With respect to FDI, there is evidence indicating that multinational enterprises are not seeking low labor standards. This is borne out by the fact that the vast majority (approximately two-thirds) of all FDI flows each year are between the high labor standards industrialized countries (UNCTAD, 2001). , for example, in Rodrik (1996, p. 22), who concluded that low labor standards may be a hindrance, rather than an attraction, for foreign investors. Aggarwal (1995, p. 7) reached a similar conclusion, as did the OECD (1996, p. 13). Along these same lines, Brown, Deardorff, and Stern (2002, p. 51) concluded in their literature review that “…there is no solid evidence that countries with poorly protected labor rights attract FDI.”

We do not ignore the fact that in the past two decades, wages of low-skilled workers in the US (and in many other industrialized and developing countries) have been growing at a slower pace than wages of high-skilled workers.
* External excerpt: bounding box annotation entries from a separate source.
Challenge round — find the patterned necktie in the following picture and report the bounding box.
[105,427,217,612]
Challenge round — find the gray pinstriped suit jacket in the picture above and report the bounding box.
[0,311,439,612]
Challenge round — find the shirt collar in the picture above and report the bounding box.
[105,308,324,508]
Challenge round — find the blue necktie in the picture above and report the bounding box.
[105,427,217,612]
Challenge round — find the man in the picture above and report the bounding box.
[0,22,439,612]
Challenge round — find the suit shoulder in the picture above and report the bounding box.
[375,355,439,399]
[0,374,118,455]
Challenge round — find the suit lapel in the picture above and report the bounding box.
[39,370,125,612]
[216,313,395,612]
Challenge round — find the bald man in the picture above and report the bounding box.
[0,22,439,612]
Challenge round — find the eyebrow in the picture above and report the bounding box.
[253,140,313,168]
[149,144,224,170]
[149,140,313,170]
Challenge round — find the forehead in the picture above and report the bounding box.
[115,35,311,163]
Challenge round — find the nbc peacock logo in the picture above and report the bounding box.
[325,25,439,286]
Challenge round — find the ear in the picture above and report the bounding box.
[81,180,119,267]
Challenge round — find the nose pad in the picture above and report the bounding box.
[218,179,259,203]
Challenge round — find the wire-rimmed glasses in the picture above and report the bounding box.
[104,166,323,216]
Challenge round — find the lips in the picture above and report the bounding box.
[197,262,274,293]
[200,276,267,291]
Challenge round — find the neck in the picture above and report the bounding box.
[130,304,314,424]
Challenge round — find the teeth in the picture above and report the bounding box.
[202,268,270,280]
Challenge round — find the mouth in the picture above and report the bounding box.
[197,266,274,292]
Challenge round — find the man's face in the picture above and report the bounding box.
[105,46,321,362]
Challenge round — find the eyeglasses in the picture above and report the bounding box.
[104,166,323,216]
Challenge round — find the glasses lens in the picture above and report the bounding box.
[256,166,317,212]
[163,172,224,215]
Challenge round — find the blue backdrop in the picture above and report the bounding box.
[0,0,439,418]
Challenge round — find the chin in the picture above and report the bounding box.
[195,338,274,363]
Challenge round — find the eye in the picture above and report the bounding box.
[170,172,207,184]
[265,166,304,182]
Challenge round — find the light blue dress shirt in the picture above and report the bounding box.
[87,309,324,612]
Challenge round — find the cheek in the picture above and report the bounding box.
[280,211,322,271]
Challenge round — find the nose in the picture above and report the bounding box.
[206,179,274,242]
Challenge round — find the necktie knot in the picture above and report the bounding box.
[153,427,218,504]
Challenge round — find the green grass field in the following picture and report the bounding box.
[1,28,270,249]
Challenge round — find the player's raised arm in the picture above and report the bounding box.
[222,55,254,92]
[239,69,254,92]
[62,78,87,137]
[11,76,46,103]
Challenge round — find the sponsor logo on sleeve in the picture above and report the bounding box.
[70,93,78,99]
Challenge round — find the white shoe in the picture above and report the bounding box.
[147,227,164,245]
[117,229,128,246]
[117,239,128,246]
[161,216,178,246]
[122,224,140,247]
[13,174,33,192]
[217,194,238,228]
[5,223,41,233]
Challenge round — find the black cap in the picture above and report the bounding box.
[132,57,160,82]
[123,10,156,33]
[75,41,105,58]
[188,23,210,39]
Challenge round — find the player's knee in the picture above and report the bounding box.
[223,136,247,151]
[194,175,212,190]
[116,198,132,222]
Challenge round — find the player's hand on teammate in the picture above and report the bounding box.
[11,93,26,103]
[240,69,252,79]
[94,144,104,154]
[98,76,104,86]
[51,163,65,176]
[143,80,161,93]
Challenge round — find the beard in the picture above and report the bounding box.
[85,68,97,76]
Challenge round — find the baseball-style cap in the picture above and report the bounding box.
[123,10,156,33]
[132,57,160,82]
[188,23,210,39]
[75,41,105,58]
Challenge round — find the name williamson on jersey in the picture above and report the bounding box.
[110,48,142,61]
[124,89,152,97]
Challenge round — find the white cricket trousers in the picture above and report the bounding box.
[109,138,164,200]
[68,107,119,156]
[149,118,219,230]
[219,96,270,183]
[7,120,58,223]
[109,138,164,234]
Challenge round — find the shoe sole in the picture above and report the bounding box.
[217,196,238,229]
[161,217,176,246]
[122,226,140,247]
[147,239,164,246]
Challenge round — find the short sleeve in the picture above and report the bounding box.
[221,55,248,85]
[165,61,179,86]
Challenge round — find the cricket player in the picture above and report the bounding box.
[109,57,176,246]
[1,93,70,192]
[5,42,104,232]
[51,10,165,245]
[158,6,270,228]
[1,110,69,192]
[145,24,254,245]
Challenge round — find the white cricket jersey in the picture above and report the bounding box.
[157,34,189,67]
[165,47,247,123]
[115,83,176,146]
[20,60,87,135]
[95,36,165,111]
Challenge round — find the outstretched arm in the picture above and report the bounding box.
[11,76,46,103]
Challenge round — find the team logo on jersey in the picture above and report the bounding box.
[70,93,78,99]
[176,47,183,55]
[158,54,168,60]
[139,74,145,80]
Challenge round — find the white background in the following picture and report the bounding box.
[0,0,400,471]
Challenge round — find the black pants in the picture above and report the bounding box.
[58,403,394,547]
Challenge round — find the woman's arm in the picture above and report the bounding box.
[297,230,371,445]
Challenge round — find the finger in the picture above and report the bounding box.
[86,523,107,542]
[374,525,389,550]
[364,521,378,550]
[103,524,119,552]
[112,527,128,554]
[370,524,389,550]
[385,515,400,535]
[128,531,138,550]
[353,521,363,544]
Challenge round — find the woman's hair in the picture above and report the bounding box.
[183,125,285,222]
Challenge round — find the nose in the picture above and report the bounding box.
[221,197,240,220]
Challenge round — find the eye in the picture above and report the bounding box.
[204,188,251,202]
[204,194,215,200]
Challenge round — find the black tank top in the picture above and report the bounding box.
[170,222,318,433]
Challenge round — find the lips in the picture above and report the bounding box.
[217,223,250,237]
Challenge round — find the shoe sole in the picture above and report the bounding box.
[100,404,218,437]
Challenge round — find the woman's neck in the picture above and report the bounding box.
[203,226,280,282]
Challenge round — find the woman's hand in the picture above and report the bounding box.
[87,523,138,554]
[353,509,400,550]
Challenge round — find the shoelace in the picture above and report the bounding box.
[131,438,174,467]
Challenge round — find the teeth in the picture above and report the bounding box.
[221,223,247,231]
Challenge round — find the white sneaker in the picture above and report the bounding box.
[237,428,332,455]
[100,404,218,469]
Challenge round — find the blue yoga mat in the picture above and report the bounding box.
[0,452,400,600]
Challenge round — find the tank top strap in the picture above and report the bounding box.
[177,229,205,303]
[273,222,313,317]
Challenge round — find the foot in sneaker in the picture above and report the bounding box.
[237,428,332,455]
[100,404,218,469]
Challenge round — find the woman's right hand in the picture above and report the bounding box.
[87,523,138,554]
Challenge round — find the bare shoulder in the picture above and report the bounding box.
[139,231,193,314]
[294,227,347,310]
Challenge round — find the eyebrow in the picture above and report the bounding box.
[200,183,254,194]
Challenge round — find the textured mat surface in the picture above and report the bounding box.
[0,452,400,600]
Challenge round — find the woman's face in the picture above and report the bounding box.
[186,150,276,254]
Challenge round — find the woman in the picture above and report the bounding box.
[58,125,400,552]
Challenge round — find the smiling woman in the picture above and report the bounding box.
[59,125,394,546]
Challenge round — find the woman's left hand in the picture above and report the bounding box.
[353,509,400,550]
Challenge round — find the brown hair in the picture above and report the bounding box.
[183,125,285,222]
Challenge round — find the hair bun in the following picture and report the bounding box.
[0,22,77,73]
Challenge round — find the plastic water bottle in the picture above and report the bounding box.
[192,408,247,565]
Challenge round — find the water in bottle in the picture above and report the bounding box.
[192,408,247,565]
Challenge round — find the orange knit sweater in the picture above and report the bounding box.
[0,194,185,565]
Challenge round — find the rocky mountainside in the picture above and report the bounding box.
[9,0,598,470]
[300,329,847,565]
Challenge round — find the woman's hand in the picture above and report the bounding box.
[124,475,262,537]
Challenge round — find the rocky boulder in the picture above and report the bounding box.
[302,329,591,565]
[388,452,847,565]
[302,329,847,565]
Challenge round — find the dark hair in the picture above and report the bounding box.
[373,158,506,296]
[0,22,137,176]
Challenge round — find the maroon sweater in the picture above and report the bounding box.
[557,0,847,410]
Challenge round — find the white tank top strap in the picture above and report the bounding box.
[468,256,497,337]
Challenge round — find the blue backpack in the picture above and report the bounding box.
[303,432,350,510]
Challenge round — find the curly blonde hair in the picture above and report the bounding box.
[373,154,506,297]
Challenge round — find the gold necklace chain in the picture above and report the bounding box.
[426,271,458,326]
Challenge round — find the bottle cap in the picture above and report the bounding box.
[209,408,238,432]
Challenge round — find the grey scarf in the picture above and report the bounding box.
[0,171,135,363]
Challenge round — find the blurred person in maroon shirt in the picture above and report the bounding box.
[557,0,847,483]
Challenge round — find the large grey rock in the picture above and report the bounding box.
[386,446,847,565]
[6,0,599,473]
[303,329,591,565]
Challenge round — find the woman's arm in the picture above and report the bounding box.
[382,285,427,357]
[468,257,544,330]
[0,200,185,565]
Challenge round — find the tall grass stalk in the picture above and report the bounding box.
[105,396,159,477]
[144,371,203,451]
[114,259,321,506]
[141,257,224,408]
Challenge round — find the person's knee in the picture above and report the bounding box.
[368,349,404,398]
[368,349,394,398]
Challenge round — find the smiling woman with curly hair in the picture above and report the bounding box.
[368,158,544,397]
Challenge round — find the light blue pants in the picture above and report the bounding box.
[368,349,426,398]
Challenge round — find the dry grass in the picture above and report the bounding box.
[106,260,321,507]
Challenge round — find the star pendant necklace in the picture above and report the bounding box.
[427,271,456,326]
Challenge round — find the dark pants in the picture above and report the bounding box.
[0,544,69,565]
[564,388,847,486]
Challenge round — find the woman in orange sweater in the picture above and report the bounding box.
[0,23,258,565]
Brown (2000), who has surveyed the relevant empirical evidence on wages and trade in the industrialized countries, found that that there is a preponderance of evidence suggesting, for the US at least, that trade was not the major reason for the observed widening of the skilled/unskilled wage differential. The literature suggests that biased technical change rather than trade may have increased the demand for skilled workers, thus widening the US wage gap. This further suggests that, since imports from developing countries account for a relatively small proportion of total industrialized country imports, trade may more generally have a limited impact on the wages of unskilled workers in the industrialized countries.

Thus, the empirical evidence suggests that there is no basis for claiming that allegedly low labor standards in developing countries have a significantly adverse effect on wages in industrialized countries, provide developing countries with an unfair advantage in their export trade, or distort the geographic distribution of FDI between low and high standards countries. On the other hand, to the extent that with globalization less-expensive or better quality imported goods are displacing domestically produced goods in the industrialized countries, adjustments are required on the part of the industrialized country firms to maintain their competitive position and, if that fails, adjustments are required on the part of the workers to find jobs in the growing sectors of the economy.

3.2 Effect on Poor Countries of Raising Labor Standards

If raising labor standards of workers in poor countries will not help protect jobs in the industrialized countries, can we perhaps expect that mandated standards will at least improve wages and working conditions of workers in poor countries? We find this prospect highly unlikely since several of the labor standards being proposed will raise the cost of labor above its level of productivity. As economic theory has shown, workers may suffer negative consequences when their wages are raised above the market value of their productivity. There is a large body of literature supporting this premise. For example, numerous empirical studies using data from around the world have measured the degree to which workers were displaced when mandated minimum wages were raised by different amounts. Given that that the level of the minimum wage has been relatively low and increases small in the US, we see small (and sometimes no) negative employment effects in this country (see for e.g., Brown, 1999 for a review of the US evidence). However in countries where the minimum wage is high and increases are large, the employment effects are significant (see e.g., Gindling and Terrell, 2003, for Costa Rica; and Rama, 2001, for Indonesia). Similarly, protective labor legislation can backfire when the measures are too costly for the employer. Heckman and Pages (2000) have shown that high levels of severance pay have resulted in reducing the hiring rate in some countries in Latin America. In Senegal, attempts to create more secure employment in the Labor Code resulted in a larger share of the workforce employed on short-term (three month) contracts (Terrell and Svejnar, 1989). There is anecdotal evidence of companies being driven out of a sector as unions made very costly demands (e.g., United Fruit in Costa Rica). Finally, child labor laws are often circumvented by the poor families hurt by them.